One of the main components of the bill would give victims the right to know when their perpetrator is released when prison. It unanimously passed in the legislature.
Provides rights for victims of crime in the judicial process. Senate Resolution No. 146 Resolution Act No. 467 Ga. L. 2018, p. 1139 “Shall the Constitution of Georgia be amended so as to provide certain rights to victims against whom a crime has allegedly been perpetrated and allow victims to assert such rights?”
Amendment 5 – Local Option Sales Tax
This would remove the requirement that a city school district and a county school district that lie within a county must agree before a referendum for new taxes could be called.
As in Fulton County, Atlanta and Fulton County school districts must agree before that measure can be put on a ballot. The tax would be imposed for no more than 5 years.
Authorizes fair allocation of sales tax proceeds to county and city school districts. Senate Resolution No. 95. Resolution Act No. 278 Ga. L. 2017, p. 857 “Shall the Constitution of Georgia be amended so as to authorize a referendum for a sales and use tax for education by a county school district or an independent school district or districts within the county having a majority of the students enrolled within the county and to provide that the proceeds are distributed on a per-student basis among all the school systems unless an agreement is reached among such school systems for a different distribution?”
The measure will be on every ballot, but it mainly applies to Atlanta. With the full support of the legislature, this measure would cap Atlanta’s annual property taxes at a maximum of 2.5 percent a year.
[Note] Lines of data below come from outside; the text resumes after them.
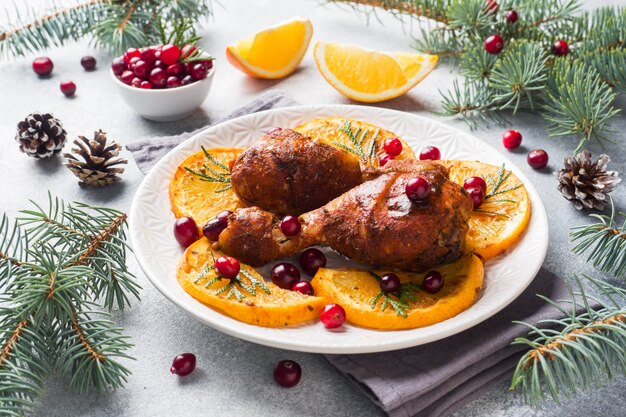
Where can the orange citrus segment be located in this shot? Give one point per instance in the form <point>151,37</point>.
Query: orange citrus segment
<point>274,52</point>
<point>356,292</point>
<point>268,306</point>
<point>371,76</point>
<point>500,221</point>
<point>341,132</point>
<point>202,196</point>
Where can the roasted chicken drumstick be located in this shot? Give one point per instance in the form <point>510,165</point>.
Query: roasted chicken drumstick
<point>373,223</point>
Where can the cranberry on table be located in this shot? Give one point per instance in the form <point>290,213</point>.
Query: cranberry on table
<point>494,44</point>
<point>537,158</point>
<point>417,189</point>
<point>560,48</point>
<point>304,287</point>
<point>312,259</point>
<point>287,373</point>
<point>42,66</point>
<point>475,182</point>
<point>430,153</point>
<point>512,139</point>
<point>333,316</point>
<point>290,225</point>
<point>393,146</point>
<point>183,364</point>
<point>227,267</point>
<point>389,283</point>
<point>285,275</point>
<point>186,231</point>
<point>433,282</point>
<point>88,62</point>
<point>477,195</point>
<point>68,88</point>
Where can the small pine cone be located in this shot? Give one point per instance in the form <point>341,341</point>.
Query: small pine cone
<point>587,183</point>
<point>40,135</point>
<point>98,165</point>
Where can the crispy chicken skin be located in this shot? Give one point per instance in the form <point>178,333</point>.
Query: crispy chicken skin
<point>374,223</point>
<point>287,173</point>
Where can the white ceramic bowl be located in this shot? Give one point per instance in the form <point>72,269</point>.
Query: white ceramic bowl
<point>168,104</point>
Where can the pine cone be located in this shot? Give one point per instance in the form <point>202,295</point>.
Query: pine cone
<point>98,165</point>
<point>40,135</point>
<point>587,183</point>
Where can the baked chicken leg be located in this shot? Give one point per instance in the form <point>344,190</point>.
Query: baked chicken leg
<point>374,223</point>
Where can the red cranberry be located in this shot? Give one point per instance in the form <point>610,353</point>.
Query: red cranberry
<point>430,153</point>
<point>68,88</point>
<point>433,281</point>
<point>382,160</point>
<point>511,16</point>
<point>158,77</point>
<point>285,275</point>
<point>227,267</point>
<point>494,44</point>
<point>42,65</point>
<point>169,54</point>
<point>287,373</point>
<point>393,146</point>
<point>389,282</point>
<point>475,182</point>
<point>333,316</point>
<point>312,259</point>
<point>417,189</point>
<point>304,287</point>
<point>198,71</point>
<point>290,225</point>
<point>477,195</point>
<point>183,364</point>
<point>174,69</point>
<point>127,76</point>
<point>537,158</point>
<point>118,66</point>
<point>186,231</point>
<point>131,53</point>
<point>560,48</point>
<point>512,139</point>
<point>88,62</point>
<point>173,82</point>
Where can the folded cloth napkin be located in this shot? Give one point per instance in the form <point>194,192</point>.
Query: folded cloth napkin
<point>147,151</point>
<point>428,380</point>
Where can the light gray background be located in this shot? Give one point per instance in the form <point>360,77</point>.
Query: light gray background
<point>233,377</point>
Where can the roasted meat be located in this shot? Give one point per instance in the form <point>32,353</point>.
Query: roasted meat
<point>287,173</point>
<point>373,223</point>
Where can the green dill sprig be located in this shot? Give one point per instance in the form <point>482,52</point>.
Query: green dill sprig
<point>605,241</point>
<point>219,172</point>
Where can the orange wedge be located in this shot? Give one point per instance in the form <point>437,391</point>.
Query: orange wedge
<point>206,191</point>
<point>274,52</point>
<point>266,305</point>
<point>358,292</point>
<point>371,76</point>
<point>362,139</point>
<point>500,221</point>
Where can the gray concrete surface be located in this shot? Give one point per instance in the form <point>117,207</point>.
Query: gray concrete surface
<point>233,376</point>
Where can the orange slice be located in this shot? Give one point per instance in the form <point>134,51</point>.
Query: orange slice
<point>358,292</point>
<point>371,76</point>
<point>500,221</point>
<point>266,305</point>
<point>274,52</point>
<point>362,139</point>
<point>207,192</point>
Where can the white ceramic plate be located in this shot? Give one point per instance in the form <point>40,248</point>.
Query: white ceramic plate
<point>151,223</point>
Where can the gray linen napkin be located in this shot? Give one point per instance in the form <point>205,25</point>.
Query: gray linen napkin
<point>429,380</point>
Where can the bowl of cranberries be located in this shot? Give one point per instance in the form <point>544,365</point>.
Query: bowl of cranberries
<point>165,82</point>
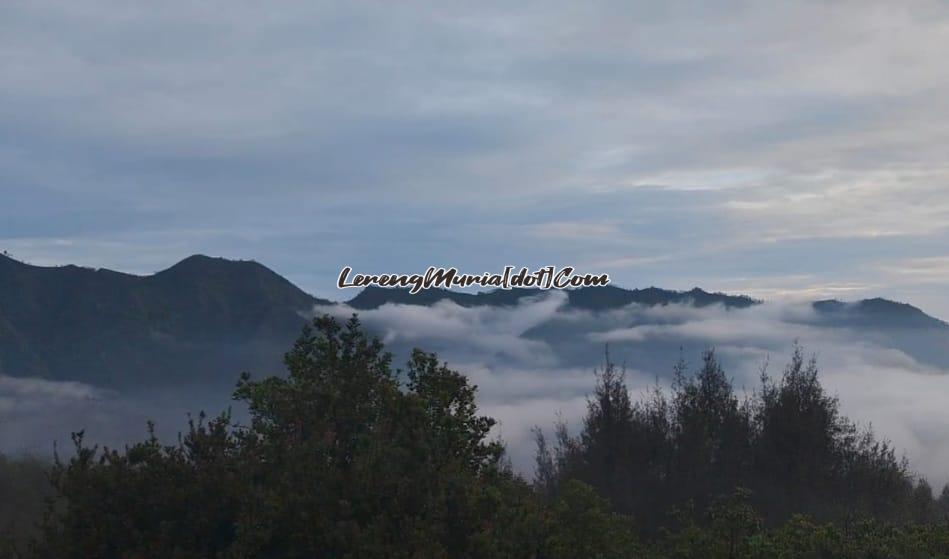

It would allow a homestead exemption to those owners who have properties that lie in multiple jurisdictions.
Provides for a homestead exemption for residents of certain municipal corporations. House Bill No. 820 Act No. 346 Ga. L. 2018, p. 235 “Do you approve a new homestead exemption in a municipal corporation that is located in more than one county, that levies a sales tax for the purposes of a metropolitan area system of public transportation, and that has within its boundaries an independent school system, from ad valorem taxes for municipal purposes in the amount of the difference between the current year assessed value of a home and the adjusted base year value, provided that the lowest base year value will be adjusted yearly by 2.6 percent?”
This gives nonprofit homes for people who have mental disabilities a tax break. The question is should for-profit businesses that finance the construction or renovation of such home would get a tax break.